Une méthodologie nationale développée par l'Insee et le ministère du logement a été déclinée en Bourgogne pour cette étude.

L’estimation de la demande potentielle en logements s’opère en trois étapes.

1/ Les projections de population par sexe et âge sont issues d’un scénario dit « central », qui prolonge les tendances récentes, sur chaque territoire, en termes de fécondité, d’espérance de vie et de migrations : - les taux de fécondité par âge sont maintenus sur toute la durée de projection à leur niveau de 2007 - la mortalité baisse au même rythme qu’en France métropolitaine - les quotients migratoires calculés à partir du recensement de 2007 sont maintenus sur toute la période de projection.

2/ La population ainsi projetée par sexe et âge à horizon 2030 est ventilée par mode de cohabitation : personnes seules, adultes en couple (avec ou sans enfants), parents d’une famille monoparentale, enfants, personnes hors famille (en colocation par exemple), population hors ménages (personnes vivant en collectivité par exemple). Cette répartition est basée sur l’observation au recensement de 2009 et évolue selon une hypothèse établie nationalement par le service statistique du ministère du logement(SoeS). On obtient alors les projections de ménages, en appliquant pour chaque mode de cohabitation le taux de personne de référence du ménage (ou probabilité d’être chef de ménage) correspondant (taux mesurés au recensement de 2009 et maintenus constants sur toute la période de projection).

3/ Enfin, l’estimation de la demande potentielle de logements se compose de la projection de ménages, à laquelle s’ajoutent des hypothèses supplémentaires portées par la Dreal de Bourgogne, sur l’évolution des parts de résidences secondaires, de logements vacants, et sur le renouvellement du parc (fusions/scissions, changements d’usage, destructions). Les données utilisées pour bâtir les hypothèses reposent sur les recensements de la population et du fichier Filocom (fichier du logement communal issu des sources fiscales et foncières).

Définitions

Ménage : ensemble des personnes qui partagent la même résidence principale, sans que ces personnes soient nécessairement unies par des liens de parenté. Un ménage peut être constitué d’une seule personne. Il y a autant de ménages que de résidences principales. Les personnes vivant dans des habitations mobiles, les mariniers, les sans-abris, et les personnes vivant en communauté (foyers de travailleurs, maisons de retraite, résidences universitaires, maisons de détention...) sont considérées comme vivant hors ménage.
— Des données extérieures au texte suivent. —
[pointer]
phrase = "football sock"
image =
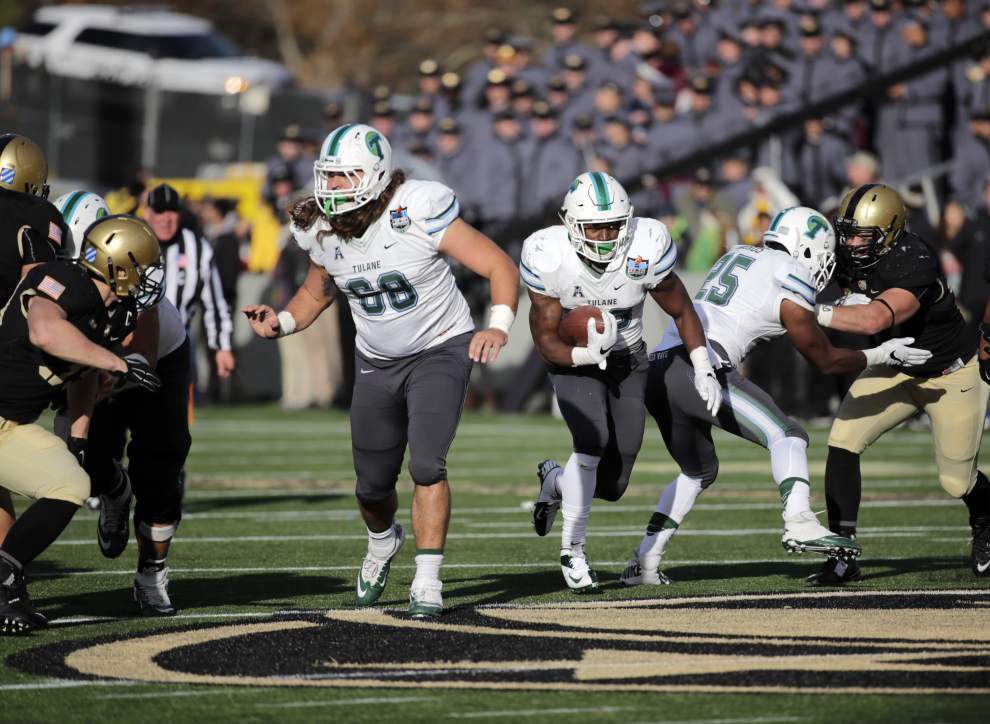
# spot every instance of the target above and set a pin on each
(577, 488)
(789, 463)
(675, 502)
(381, 545)
(37, 528)
(978, 501)
(428, 562)
(843, 489)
À chaque ménage correspond une personne de référence du ménage qui est déterminée à partir de la structure familiale du ménage et des caractéristiques des individus qui le composent. S’il y a un couple parmi elles, la personne de référence est systématiquement l’homme du couple. Si le ménage ne comporte aucun couple, la personne de référence est l’actif le plus âgé (homme ou femme), et à défaut d’actif, la personne la plus âgée.

Demande potentielle en logements : flux de construction de logements neufs compatible avec la croissance attendue du nombre de ménages, sans tenir compte des situations de mal-logement ou de non-logement.

Territoire de projection : regroupement des zones de PDH (Plan départemental de l’habitat) qui constituent les zonages d’action en termes de politique de l’habitat pour chaque département. Ils sont groupés afin d’atteindre le seuil minimal de 50 000 habitants nécessaire pour pouvoir effectuer des projections de population.